The first perl command swaps x and y. The second example changes all lower case characters to upper case characters.
$perl -ne tr/xy/yx/; print; < e1.dat > e2.dat
$perl -ne tr/a-z/A-Z/; print; < emp1.dat > emp2.dat
Exercise 6:
Write a Perl program to get rid of all comments of an Ada program, "ex1.ada". In Ada, anything after -- in a line is discarded by the compiler.
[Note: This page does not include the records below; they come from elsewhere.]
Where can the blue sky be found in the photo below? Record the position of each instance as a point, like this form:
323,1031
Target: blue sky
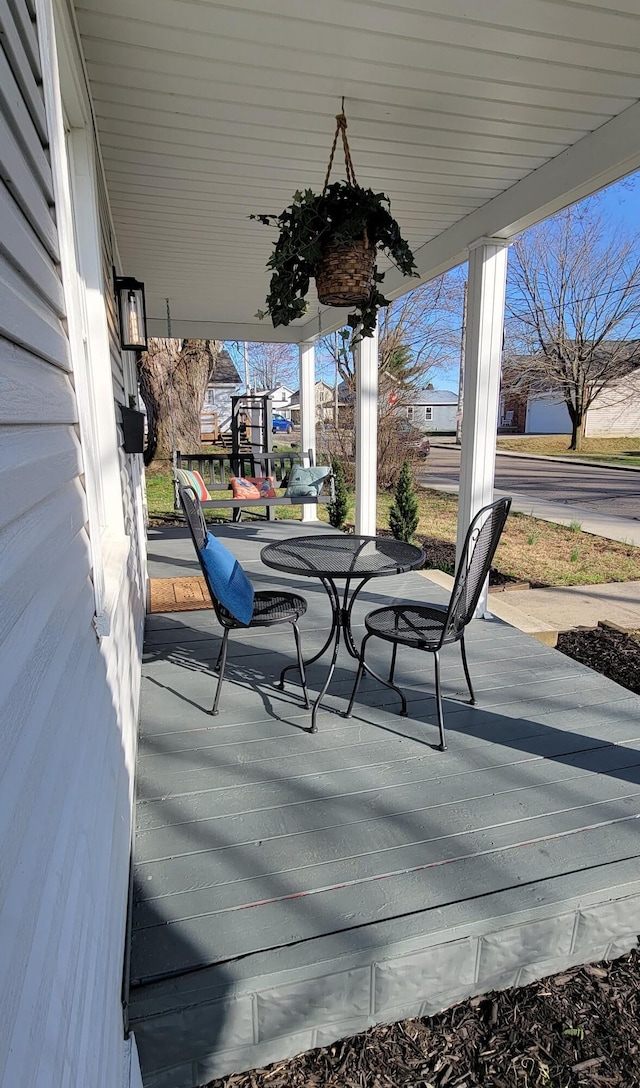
620,205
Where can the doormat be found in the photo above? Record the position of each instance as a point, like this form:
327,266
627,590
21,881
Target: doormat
177,594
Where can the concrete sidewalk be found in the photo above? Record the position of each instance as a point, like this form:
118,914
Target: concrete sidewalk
544,613
625,530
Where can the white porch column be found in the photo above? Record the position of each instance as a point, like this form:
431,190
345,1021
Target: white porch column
488,264
367,434
307,353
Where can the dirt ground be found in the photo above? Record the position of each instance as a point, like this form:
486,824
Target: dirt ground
575,1030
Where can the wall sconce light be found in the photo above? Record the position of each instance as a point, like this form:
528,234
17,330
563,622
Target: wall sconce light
132,311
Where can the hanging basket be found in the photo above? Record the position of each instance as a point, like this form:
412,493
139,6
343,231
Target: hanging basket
345,274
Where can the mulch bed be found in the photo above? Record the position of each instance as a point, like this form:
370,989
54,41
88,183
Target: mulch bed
616,654
579,1029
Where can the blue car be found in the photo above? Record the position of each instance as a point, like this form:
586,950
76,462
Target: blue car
281,424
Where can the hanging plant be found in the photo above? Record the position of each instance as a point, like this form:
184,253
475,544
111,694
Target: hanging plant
334,237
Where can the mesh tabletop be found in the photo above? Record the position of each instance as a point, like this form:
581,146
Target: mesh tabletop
342,556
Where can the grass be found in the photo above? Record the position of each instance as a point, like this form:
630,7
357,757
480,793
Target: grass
531,551
607,450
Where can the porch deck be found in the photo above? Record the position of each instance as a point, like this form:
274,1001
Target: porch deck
291,889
Print out the Ada program without comments to the standard output file.
4. Suggested Solution to Classwork Exercise
1. For example,
{ $ch eq 'a' && ($a_ct++, last);
$ch eq 'e' && ($e_ct++, last);
$ch eq 'I' && ($i_ct++, last);
$ch eq 'o' && ($o_ct++, last);
$ch eq 'u' && ($u_ct++, last);
$other_ct++;
}
# or
{ ($a_ct++, last) if ($ch eq 'a');
($e_ct++, last) if ($ch eq 'e');
($i_ct++, last) if ($ch eq 'I');
($o_ct++, last) if ($ch eq 'o');
($u_ct++, last) if ($ch eq 'u');
$other_ct++;
}
# or
S1:
{ $ch eq 'a' && do {$a_ct++; last S1;}
$ch eq 'e' && do {$e_ct++; last S1;}
$ch eq 'I' && do {$i_ct++; last S1;}
$ch eq 'o' && do {$o_ct++; last S1;}
$ch eq 'u' && do {$u_ct++; last S1;}
$other_ct++;
}
(2)
(a) [aeiouAEIOU]
(b) [^aeiouAEIOU]
(c) [^AZ]
(d) \010
(e) [\r\f]
(f) \^
(g) [kwo\-bunYe]
(3)
(a) /abcde|edbca/
(b) /b{2,}c{7,}/
(c) /\**\$*\+*/
(d) /^\^a{3,4}/
(e) /(.|\n){10}$/
(f) /\b(\w*)\b(.*\b\1\b)+/
(4) For example,
#!/usr/bin/perl
open(IN, "a.a");
while (<IN>)
{ if ((/a/) && (/c/) && (/e/) && (/g/))
{ print;
}
}
(5) For example,
# Decompose a file into tokens with
# white spaces as delimiters.
open(IN, "some.file");
while (<IN>)
{ chop;
@words = (@words, split(/\s+/));
}
(6) For example.
#!/usr/bin/perl
# This does not take care of the problem of
# - inside a string.
open(IN, "ex1.ada");
while (<IN>)
{ while (/(.*)--/)
{ $_ = $1 . "\n";
}
print;
}
or simply:
# This does not take care of the problem of
# - inside a string.
perl -ne "chomp; s/^(.*?)--.*/\1/; print qq($_\n);" ex1.ada